CUSTOMS clearing agents have begun manually processing duty after a systems
failure hit the industry following the depreciation of the Zimbabwe dollar
on the official market.

The systems, which had been stretched following a drastic devaluation of the
domestic currency for duty purposes from $30 000 to the United States dollar
to a staggering $285 000 per greenback in December, were further overwhelmed
after a new rate became operative on the market this week.
The Zimbabwe Revenue Authority last year drastically devalued the domestic
currency from $30 000 to the United States dollar to a staggering $285 000
per greenback as it battled to shore up its dwindling revenue base.
Sources in the sector said the new exchange rate of close to $200 million
per greenback had resulted in systems failures at most clearing agencies
because their systems were failing to calculate duty involving large
figures.

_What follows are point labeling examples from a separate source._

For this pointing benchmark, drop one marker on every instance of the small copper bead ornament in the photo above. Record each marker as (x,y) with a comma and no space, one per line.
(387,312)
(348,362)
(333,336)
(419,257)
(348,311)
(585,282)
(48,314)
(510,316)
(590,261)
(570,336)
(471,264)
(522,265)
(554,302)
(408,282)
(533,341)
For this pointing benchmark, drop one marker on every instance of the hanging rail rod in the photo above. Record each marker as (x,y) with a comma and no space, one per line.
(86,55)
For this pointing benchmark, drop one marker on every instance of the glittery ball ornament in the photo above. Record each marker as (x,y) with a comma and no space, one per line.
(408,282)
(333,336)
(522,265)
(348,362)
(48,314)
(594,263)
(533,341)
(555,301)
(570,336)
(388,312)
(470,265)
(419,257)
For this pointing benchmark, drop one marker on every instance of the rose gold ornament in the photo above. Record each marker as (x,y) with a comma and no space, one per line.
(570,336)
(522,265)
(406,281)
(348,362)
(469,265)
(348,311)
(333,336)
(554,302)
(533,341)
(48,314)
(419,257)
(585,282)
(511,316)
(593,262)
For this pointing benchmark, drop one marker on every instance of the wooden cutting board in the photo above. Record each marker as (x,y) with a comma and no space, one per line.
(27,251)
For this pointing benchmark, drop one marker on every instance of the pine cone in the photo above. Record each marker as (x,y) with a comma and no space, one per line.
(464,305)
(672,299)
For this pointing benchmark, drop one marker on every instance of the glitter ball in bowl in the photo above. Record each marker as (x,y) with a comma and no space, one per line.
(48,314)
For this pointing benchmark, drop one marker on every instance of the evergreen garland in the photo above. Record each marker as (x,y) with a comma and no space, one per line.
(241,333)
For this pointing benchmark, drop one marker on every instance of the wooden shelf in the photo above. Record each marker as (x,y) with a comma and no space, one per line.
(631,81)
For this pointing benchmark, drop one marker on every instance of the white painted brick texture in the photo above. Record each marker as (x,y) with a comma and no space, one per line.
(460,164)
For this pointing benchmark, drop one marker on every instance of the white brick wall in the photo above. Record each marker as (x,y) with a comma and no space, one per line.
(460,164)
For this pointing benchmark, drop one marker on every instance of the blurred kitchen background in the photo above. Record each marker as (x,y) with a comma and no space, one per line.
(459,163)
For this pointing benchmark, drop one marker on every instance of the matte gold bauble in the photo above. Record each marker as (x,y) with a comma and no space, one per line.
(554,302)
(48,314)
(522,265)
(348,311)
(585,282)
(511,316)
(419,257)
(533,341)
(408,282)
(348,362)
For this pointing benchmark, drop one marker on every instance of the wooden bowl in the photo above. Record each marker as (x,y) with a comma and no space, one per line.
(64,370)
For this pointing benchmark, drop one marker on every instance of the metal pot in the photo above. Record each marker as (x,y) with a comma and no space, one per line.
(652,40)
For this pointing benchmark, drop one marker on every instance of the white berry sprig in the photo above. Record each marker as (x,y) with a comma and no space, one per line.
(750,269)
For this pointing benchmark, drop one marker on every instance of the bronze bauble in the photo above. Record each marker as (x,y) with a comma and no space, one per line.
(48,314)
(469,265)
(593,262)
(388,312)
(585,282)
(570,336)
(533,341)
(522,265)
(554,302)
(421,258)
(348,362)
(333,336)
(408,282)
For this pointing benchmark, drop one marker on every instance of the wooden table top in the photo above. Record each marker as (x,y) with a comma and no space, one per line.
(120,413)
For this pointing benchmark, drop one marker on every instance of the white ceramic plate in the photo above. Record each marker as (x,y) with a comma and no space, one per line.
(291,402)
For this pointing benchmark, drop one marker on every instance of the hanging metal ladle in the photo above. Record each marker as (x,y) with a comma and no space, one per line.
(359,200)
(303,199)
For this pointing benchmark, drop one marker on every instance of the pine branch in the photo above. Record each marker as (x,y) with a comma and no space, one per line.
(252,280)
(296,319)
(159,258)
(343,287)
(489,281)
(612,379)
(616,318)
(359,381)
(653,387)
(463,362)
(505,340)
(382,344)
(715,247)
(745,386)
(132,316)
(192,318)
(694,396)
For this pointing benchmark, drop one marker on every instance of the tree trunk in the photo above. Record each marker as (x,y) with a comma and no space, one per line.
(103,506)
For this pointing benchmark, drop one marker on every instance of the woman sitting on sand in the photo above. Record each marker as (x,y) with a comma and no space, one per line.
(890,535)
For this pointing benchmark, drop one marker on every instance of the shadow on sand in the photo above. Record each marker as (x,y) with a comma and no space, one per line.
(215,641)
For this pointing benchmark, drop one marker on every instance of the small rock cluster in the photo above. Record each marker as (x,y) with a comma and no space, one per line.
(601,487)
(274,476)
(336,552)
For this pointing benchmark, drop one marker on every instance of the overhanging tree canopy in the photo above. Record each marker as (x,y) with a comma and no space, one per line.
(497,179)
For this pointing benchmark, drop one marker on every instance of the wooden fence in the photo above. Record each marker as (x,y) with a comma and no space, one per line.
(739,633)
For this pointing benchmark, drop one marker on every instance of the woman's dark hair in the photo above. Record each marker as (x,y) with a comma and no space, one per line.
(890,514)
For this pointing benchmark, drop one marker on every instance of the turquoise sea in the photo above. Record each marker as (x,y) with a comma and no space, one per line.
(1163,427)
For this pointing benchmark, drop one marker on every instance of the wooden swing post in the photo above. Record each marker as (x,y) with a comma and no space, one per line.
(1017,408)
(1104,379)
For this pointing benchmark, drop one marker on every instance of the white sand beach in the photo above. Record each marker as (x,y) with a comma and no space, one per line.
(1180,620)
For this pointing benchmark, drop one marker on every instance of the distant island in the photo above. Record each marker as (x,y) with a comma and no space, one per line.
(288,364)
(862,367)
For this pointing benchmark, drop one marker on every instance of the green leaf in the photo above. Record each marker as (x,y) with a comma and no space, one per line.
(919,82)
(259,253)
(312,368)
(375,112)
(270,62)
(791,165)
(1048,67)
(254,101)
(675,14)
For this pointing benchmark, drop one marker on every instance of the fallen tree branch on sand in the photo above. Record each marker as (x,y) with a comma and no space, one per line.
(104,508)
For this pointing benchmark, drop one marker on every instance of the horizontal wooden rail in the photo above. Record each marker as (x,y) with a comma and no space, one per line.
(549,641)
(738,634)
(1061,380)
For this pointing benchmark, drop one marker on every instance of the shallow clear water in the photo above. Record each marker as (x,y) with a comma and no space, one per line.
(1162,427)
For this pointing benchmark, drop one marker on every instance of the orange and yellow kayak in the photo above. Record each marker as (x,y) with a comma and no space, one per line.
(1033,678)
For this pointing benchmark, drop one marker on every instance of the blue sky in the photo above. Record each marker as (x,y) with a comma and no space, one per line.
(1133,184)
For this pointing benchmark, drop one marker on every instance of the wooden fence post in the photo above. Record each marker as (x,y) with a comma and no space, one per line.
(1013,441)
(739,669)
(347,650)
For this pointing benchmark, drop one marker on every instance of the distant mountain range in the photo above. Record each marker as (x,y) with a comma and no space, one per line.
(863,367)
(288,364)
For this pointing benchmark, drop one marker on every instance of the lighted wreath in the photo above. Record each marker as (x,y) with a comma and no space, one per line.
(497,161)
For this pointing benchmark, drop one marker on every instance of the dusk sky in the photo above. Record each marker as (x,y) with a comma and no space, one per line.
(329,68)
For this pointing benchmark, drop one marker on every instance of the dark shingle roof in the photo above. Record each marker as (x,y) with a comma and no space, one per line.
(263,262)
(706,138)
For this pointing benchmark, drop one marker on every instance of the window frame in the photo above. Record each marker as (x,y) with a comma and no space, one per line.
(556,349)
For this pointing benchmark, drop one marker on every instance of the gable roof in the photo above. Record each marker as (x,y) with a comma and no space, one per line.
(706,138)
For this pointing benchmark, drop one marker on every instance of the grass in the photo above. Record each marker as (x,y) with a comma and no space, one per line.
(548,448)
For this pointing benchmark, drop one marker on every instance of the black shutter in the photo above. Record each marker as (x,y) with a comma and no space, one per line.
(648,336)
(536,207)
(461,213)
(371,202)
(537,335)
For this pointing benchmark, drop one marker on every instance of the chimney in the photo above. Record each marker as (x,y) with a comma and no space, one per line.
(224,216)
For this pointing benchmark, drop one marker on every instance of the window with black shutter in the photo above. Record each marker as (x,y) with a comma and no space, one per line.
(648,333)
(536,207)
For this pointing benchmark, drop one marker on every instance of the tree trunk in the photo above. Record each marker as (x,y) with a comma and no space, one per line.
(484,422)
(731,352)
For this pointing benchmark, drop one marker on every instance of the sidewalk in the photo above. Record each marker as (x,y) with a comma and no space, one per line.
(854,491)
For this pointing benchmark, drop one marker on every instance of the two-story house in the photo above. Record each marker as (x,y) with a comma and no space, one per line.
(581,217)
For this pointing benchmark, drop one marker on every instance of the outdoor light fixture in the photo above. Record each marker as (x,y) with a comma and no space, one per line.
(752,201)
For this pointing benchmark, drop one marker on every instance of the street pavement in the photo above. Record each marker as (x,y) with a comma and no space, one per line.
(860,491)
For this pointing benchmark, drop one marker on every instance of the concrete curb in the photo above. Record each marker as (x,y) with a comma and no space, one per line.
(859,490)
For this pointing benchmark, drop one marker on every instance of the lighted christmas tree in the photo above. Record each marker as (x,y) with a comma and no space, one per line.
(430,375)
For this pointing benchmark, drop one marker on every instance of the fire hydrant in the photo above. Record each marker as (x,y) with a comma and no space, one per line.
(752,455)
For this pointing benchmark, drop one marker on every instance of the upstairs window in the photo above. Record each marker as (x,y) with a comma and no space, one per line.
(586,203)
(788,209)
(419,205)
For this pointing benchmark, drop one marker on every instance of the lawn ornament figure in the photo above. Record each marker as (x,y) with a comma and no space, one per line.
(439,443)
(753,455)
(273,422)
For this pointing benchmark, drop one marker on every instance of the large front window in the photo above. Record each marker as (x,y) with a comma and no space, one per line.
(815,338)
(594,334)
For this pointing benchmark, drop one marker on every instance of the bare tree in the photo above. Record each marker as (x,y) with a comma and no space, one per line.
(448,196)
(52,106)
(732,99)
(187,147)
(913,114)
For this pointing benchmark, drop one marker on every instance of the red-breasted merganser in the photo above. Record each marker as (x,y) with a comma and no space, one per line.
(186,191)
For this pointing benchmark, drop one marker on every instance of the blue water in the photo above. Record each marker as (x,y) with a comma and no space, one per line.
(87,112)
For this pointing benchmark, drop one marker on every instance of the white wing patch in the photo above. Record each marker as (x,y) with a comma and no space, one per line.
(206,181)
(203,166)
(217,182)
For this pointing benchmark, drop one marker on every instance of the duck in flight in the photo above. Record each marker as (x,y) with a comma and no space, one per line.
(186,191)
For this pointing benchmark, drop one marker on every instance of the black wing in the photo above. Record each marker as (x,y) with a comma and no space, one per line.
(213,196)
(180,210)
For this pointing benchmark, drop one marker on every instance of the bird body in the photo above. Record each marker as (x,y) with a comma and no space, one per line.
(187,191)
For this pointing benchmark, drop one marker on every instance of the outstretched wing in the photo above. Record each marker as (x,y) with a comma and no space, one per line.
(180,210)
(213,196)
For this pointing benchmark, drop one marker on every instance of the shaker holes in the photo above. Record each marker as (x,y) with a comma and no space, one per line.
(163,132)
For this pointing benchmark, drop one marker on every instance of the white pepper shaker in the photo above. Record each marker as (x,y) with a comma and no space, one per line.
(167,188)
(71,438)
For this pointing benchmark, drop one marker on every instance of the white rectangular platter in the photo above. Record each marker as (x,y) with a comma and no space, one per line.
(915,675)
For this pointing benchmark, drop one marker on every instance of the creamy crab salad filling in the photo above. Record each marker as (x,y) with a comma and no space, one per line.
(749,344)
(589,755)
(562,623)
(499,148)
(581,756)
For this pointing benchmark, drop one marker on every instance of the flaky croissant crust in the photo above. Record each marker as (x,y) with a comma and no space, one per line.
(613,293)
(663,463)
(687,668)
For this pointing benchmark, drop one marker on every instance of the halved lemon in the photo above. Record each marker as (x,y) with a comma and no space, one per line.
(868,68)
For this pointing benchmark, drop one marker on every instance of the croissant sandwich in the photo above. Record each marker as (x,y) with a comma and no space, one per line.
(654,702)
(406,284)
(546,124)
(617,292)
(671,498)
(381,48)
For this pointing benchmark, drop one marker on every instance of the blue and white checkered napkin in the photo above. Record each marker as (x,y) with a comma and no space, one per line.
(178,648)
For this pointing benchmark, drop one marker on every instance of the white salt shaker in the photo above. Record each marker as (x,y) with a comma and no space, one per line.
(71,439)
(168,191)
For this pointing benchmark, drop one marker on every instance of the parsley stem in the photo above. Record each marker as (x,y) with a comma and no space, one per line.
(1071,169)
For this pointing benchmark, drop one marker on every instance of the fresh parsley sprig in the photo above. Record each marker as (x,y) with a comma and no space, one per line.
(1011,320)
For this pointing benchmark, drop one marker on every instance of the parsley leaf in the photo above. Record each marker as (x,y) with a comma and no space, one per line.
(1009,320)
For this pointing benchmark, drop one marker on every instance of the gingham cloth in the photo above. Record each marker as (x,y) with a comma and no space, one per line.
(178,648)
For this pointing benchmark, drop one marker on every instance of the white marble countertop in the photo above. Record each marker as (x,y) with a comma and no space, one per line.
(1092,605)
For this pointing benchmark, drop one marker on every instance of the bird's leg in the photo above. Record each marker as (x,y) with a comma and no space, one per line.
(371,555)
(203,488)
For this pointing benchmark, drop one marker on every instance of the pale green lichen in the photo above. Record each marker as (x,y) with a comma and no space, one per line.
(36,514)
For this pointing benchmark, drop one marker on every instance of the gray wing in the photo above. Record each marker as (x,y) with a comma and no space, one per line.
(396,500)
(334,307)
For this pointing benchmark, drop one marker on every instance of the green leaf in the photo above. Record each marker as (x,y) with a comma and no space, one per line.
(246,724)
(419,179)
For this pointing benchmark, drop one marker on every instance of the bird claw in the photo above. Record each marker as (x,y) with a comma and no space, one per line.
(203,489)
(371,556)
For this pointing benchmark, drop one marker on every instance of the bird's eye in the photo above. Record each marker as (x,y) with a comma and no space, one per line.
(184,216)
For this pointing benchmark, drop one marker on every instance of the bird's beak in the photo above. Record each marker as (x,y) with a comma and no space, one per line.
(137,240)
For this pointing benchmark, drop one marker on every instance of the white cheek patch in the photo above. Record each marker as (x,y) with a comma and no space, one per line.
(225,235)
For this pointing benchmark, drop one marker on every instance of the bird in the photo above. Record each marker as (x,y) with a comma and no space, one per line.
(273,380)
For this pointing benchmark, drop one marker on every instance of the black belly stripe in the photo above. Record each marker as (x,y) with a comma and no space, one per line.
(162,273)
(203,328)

Software on their operating systems had limited space for figures.
Duty that ran into millions became billions and that which amounted to
billions was nearing or even beating the trillion–dollar level as a result
of the depreciation of the Zimbabwe dollar.
The high duty payments are likely to boost coffers for the Zimbabwe
government, battling dwindling revenue due to a blitz on the business sector
last year which forced prices down by at least 50 percent and forced Value
Added Tax and corporate tax into a tailspin.
Government domestic debt spiralled out of control to touch an incredible
$6.4 quadrillion on April 17, 2008 on mounting government spending.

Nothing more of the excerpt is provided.